Le secteur, encore jeune, attire autant les start-up que les grands groupes industriels. Des entreprises comme FireWatch, Percepto ou Dronedeploy se positionnent sur ce créneau, avec des levées de fonds dépassant parfois les 50 millions de dollars. Les investisseurs y voient un double avantage : un marché porteur, lié à la fois à la transition écologique et à la gestion des risques naturels, et une technologie transférable à d’autres secteurs, comme la surveillance des pipelines ou des lignes électriques.

Pour autant, des défis persistent.
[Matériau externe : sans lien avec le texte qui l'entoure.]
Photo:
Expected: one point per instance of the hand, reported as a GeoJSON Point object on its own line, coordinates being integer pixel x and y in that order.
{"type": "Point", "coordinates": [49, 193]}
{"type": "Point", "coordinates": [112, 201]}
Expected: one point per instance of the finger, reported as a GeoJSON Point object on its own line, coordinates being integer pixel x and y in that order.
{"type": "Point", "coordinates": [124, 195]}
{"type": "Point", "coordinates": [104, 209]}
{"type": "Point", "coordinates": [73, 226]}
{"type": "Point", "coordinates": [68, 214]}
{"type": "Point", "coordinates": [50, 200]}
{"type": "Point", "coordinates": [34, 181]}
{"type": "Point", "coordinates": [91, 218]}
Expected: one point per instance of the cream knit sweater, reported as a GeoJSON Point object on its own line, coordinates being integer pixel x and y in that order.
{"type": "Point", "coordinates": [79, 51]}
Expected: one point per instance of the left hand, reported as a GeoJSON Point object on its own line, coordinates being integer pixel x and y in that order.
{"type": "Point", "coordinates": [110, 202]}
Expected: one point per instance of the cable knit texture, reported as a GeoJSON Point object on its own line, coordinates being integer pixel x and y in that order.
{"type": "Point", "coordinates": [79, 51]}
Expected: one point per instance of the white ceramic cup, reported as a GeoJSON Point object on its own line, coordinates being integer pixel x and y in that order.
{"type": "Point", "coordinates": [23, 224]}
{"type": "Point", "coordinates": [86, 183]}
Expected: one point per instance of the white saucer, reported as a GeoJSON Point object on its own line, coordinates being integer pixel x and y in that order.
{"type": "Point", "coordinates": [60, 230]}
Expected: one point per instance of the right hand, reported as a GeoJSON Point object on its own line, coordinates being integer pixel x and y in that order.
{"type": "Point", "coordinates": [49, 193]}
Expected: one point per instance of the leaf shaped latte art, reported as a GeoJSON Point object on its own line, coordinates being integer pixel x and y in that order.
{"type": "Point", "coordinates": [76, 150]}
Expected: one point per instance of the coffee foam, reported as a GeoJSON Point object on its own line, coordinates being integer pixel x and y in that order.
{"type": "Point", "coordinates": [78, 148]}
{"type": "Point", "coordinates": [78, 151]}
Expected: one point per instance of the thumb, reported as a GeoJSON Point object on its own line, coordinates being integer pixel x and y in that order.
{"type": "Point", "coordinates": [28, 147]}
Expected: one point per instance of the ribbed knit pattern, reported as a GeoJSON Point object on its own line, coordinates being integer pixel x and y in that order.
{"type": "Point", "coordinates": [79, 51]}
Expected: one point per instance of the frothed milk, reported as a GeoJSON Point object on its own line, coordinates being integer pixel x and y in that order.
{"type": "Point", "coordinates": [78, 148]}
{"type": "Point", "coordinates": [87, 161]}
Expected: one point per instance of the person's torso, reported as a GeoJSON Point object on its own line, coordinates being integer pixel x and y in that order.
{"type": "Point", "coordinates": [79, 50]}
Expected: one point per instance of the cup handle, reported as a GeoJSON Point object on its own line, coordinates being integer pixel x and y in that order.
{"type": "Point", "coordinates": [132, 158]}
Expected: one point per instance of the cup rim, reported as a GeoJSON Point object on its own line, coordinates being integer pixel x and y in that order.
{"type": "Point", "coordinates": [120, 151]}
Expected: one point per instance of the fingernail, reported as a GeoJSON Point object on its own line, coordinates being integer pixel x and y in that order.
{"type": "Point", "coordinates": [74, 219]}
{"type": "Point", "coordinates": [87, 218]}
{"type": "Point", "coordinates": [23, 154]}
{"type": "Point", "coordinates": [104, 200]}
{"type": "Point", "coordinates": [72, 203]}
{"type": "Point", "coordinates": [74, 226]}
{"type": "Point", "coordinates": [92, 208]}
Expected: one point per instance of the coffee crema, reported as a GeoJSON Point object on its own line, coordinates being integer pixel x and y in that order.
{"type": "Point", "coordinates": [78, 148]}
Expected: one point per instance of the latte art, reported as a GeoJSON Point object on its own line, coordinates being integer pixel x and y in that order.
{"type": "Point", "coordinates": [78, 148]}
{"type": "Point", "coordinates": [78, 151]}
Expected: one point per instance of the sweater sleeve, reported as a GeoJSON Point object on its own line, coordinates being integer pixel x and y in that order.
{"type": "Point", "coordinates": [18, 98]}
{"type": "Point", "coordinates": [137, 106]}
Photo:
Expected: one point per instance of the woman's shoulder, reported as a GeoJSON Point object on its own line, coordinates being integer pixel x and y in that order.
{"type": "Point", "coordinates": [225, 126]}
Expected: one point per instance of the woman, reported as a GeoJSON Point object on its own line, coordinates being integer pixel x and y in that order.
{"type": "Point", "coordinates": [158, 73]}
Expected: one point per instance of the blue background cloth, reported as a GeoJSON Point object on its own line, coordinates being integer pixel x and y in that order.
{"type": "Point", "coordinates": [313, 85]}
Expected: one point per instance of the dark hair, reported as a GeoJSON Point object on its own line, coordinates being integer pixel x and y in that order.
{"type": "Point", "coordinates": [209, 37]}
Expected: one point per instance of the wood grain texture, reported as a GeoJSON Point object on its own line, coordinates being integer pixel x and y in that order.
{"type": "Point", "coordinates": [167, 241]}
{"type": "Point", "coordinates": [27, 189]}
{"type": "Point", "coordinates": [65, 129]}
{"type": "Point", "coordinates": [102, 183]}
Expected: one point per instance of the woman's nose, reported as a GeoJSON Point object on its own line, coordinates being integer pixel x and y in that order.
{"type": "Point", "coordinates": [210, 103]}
L’intégration de ces outils dans les systèmes de secours existants nécessite des investissements importants, tant en matériel qu’en formation des équipes. « La technologie ne suffit pas, souligne un expert en gestion des risques. Il faut aussi adapter les protocoles d’intervention et s’assurer que les informations remontent de manière fluide entre les différents acteurs. »

Et maintenant ?

D’ici 2028, plusieurs pays européens, dont la France, devraient tester à grande échelle des réseaux de détection automatisés dans leurs forêts les plus exposées. Les premiers retours d’expérience, attendus pour l’été 2027, pourraient accélérer l’adoption de ces technologies à plus grande échelle. Reste à voir si leur déploiement massif permettra de réduire significativement la surface brûlée chaque année — un enjeu crucial alors que les modèles climatiques annoncent des étés de plus en plus secs.

Autant dire que l’enjeu dépasse la simple innovation technologique : il s’agit, ni plus ni moins, de repenser la lutte contre les incendies à l’ère du réchauffement climatique. Pour y parvenir, start-up, États et services de secours devront collaborer étroitement — une condition sine qua non pour que ces mégas feux ne deviennent pas la norme de demain.

Plusieurs expérimentations sont en cours, notamment dans les régions du sud du pays, les plus exposées aux risques d’incendie. La Sécurité civile et des collectivités locales testent actuellement des drones et des réseaux de capteurs, mais un déploiement national à grande échelle n’est pas prévu avant 2028, selon les dernières annonces officielles.